The Russian perspective is colored by more recent history. The disintegration of the Soviet Union in 1991, the dismantling of communism, the economic and political turmoil led to a loss of superpower status. “It had a tremendous effect on Russian morale,” says Wandycz. Prime Minister Putin has called the collapse of the Soviet Union the greatest disaster of the 20th century. From a purely Russian perspective, Wandycz says, that view makes sense. For psychological reasons, he says, it is always important to be able to think well of one’s nation.
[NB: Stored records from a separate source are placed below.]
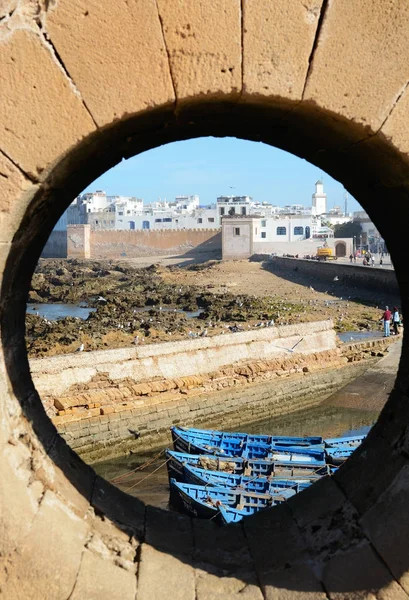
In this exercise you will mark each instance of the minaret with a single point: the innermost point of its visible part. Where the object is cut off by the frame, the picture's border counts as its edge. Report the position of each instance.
(319, 199)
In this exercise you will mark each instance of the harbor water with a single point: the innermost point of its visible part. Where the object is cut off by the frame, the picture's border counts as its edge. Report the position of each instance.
(150, 484)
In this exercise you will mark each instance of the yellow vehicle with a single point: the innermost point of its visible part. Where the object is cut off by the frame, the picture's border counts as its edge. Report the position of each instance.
(325, 253)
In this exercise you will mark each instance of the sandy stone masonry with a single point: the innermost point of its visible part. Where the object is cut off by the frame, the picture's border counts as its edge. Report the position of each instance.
(86, 83)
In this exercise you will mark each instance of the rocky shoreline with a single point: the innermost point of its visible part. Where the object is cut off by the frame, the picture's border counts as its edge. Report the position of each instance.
(148, 305)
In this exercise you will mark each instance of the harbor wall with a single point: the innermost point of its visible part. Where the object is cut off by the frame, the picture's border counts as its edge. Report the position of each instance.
(374, 278)
(181, 358)
(122, 400)
(56, 246)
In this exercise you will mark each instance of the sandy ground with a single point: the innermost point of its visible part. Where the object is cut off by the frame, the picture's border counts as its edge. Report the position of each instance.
(235, 293)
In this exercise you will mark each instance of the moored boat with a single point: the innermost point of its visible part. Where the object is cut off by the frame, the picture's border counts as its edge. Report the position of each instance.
(239, 447)
(238, 466)
(258, 483)
(204, 501)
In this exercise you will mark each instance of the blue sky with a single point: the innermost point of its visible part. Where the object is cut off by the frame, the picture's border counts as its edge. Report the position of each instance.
(211, 167)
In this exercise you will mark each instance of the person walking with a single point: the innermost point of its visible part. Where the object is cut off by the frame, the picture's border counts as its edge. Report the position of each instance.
(395, 320)
(386, 318)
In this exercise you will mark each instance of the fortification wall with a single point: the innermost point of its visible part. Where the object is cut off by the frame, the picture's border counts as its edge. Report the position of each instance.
(56, 246)
(134, 243)
(356, 276)
(182, 358)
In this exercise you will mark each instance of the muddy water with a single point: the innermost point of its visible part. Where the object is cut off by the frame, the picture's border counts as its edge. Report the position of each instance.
(151, 483)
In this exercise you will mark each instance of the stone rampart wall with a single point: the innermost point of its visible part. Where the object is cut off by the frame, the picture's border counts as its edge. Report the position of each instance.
(182, 358)
(114, 244)
(56, 246)
(357, 276)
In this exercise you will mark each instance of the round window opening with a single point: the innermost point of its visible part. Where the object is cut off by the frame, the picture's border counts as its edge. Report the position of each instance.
(361, 480)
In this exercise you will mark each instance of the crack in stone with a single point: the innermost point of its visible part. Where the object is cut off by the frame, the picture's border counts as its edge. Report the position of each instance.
(167, 53)
(321, 17)
(242, 46)
(28, 176)
(398, 97)
(58, 60)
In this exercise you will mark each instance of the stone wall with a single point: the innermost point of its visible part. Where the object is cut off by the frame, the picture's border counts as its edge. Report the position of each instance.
(129, 425)
(324, 80)
(56, 246)
(116, 244)
(183, 358)
(355, 276)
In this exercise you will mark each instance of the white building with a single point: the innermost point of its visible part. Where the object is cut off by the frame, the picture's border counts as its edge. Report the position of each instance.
(319, 199)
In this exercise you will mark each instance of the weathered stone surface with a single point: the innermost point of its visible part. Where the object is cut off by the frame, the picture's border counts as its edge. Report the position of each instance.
(159, 572)
(386, 525)
(292, 583)
(58, 534)
(13, 187)
(365, 84)
(359, 574)
(127, 70)
(268, 26)
(101, 578)
(203, 59)
(225, 586)
(179, 531)
(282, 546)
(56, 120)
(18, 507)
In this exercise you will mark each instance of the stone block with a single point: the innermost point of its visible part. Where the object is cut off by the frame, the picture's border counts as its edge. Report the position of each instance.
(362, 478)
(386, 524)
(58, 533)
(359, 574)
(127, 33)
(203, 59)
(355, 86)
(220, 546)
(51, 99)
(292, 583)
(13, 186)
(283, 545)
(179, 533)
(100, 578)
(118, 506)
(226, 586)
(179, 578)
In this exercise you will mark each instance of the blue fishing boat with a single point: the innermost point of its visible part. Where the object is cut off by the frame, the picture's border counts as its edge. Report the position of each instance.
(351, 441)
(257, 484)
(238, 447)
(338, 450)
(233, 515)
(179, 434)
(238, 466)
(204, 502)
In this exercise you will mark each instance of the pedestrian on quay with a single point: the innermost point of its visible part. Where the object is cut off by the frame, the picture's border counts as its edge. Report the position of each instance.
(395, 320)
(386, 318)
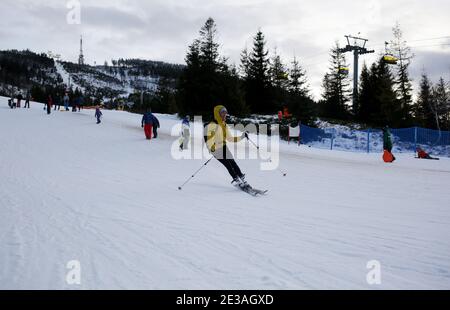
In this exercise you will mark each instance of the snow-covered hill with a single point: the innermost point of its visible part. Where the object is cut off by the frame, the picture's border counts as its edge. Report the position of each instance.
(104, 196)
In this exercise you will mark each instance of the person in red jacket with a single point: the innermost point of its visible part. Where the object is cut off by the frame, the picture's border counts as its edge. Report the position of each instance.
(49, 104)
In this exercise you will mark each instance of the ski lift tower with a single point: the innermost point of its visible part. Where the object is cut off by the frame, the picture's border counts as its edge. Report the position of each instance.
(357, 49)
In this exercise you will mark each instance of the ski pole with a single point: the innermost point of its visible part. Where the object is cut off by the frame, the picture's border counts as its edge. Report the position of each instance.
(193, 176)
(270, 160)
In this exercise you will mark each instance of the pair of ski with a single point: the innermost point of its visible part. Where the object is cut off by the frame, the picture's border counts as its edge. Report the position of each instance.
(252, 191)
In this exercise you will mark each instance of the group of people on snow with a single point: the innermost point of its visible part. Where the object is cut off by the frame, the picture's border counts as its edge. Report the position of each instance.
(16, 102)
(57, 101)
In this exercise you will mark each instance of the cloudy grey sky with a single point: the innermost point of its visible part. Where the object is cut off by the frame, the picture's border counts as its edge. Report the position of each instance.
(162, 29)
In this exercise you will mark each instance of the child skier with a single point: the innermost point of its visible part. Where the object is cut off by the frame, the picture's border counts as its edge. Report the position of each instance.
(155, 126)
(147, 124)
(49, 104)
(388, 157)
(185, 134)
(217, 136)
(98, 114)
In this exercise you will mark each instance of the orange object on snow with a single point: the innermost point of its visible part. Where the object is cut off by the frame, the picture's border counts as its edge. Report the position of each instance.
(388, 157)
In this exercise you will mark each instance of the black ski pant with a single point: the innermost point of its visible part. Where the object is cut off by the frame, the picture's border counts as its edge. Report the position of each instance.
(225, 158)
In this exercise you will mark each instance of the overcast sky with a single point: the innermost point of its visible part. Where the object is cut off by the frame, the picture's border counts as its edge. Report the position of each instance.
(162, 29)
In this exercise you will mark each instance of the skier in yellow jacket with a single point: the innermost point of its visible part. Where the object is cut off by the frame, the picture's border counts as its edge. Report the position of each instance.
(217, 136)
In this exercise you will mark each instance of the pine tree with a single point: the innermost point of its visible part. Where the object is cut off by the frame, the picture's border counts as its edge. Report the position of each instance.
(297, 81)
(278, 73)
(209, 48)
(257, 83)
(389, 111)
(279, 79)
(423, 109)
(207, 80)
(245, 64)
(442, 99)
(403, 87)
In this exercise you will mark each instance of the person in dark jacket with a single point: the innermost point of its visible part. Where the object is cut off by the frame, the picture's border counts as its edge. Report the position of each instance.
(98, 114)
(57, 102)
(421, 154)
(155, 127)
(147, 124)
(19, 99)
(387, 146)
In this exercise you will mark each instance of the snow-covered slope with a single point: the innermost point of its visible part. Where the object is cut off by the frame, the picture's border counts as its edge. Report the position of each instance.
(103, 195)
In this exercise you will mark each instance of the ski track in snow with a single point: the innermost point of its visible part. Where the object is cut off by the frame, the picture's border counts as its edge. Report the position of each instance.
(102, 195)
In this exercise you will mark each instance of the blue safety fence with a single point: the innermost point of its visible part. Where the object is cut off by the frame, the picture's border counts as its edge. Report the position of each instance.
(405, 140)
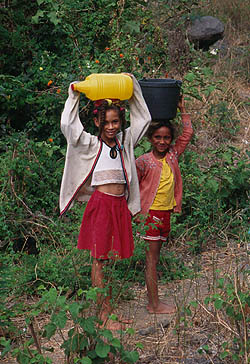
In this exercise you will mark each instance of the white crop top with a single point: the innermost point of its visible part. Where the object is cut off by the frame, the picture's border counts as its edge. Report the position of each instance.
(107, 169)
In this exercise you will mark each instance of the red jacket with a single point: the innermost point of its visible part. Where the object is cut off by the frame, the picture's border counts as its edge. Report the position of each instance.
(149, 169)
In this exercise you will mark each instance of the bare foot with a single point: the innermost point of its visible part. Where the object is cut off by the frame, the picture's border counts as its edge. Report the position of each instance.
(161, 308)
(117, 324)
(112, 325)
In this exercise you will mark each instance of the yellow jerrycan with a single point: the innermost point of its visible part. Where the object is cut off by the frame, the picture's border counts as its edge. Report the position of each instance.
(105, 86)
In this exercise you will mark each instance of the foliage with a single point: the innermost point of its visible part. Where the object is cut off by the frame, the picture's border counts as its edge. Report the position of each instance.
(87, 342)
(47, 44)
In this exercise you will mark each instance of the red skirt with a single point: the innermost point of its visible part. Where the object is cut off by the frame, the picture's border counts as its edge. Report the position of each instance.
(106, 228)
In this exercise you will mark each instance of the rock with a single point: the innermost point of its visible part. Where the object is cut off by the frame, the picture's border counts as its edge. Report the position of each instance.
(152, 329)
(205, 31)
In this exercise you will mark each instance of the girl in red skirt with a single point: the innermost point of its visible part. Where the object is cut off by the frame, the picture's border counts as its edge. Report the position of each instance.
(103, 167)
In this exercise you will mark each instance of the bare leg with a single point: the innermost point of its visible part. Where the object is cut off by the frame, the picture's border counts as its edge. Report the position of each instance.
(152, 258)
(104, 302)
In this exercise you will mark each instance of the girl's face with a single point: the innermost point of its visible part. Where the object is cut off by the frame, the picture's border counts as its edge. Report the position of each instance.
(111, 127)
(161, 140)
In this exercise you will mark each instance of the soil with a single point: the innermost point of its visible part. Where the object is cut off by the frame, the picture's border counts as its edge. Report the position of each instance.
(177, 338)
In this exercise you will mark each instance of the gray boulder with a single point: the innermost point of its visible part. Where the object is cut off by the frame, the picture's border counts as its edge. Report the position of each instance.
(205, 31)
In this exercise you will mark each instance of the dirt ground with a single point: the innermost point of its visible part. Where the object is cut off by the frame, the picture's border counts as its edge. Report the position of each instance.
(177, 338)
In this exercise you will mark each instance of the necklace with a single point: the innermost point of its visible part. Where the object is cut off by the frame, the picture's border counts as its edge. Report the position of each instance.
(113, 152)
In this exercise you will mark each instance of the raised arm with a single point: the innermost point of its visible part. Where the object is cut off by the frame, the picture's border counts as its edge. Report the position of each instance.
(139, 114)
(71, 125)
(187, 129)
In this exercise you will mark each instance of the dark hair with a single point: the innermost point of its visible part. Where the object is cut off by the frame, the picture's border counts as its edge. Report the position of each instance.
(103, 107)
(157, 124)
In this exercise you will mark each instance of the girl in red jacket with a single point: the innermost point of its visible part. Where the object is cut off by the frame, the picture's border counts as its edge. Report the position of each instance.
(161, 193)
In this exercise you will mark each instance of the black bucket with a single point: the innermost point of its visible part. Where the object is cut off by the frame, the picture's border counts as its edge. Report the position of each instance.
(161, 96)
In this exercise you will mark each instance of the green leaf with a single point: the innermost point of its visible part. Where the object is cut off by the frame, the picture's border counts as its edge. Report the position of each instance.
(218, 303)
(194, 304)
(74, 309)
(224, 354)
(86, 360)
(88, 325)
(50, 330)
(60, 319)
(130, 331)
(107, 334)
(139, 345)
(102, 349)
(116, 343)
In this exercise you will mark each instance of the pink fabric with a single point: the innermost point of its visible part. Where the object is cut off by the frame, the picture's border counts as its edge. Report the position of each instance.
(106, 228)
(149, 169)
(158, 225)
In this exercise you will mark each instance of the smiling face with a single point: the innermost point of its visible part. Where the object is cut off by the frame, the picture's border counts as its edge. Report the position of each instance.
(161, 140)
(110, 127)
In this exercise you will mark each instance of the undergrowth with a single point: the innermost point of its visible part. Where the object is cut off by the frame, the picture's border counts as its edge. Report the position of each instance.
(45, 50)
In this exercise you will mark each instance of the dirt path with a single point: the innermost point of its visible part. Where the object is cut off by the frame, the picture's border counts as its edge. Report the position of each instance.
(177, 338)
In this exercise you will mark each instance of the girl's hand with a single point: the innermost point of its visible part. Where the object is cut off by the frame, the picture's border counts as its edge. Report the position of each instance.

Some Russian historians try to justify Stalin’s secret pact with Hitler based on the threat that Nazi Germany posed to the Soviet Union in 1939. “But mainly the revision of Soviet history is for political reasons, not for the discovery of academic truth,” Wandycz says.
Commemoration Ceremonies
The Russian Prime Minister’s acceptance of Poland’s invitation to the ceremonies in Gdansk was an important gesture, says Lipman. “[He] wrote an article in Gazeta Wyborcza (newspaper) in Poland in which he sent a message in conciliatory tones.” In the article, he referred to the 1939 Nazi-Soviet pact to divide Poland as “immoral.” “But I think that even his moderate tone and his conciliatory message would not reconcile many in Poland,” she adds.
However, Rueb remains skeptical of Mr. Putin’s sincerity. He notes German Chancellor Angela Merkel accepted Poland’s invitation to the September 1st commemoration almost immediately, whereas Prime Minister Putin waited for several weeks to make a decision. “I’m not convinced that Putin in his conciliatory note was really speaking for the Russian public or the Russian media,” he says. “I think the Russians still have to go a long way in accepting that they took part – with Germany – in dividing not only Poland but also much of Central and Eastern Europe.”
Rueb also notes that on state television, which is the medium through which most Russians get their news, the Russian leadership has never acknowledged that just before the beginning of World War II, Hitler and Stalin had plans to carve up much of Europe.
There’s No History Without Perspective
The three analysts have genuinely tried to examine the historical record of this critical period in world history by attempting to look at it through others’ eyes. It is, of course, the task of historians and journalists generally – especially in those conflicted areas where identification with one’s own culture makes that job so difficult.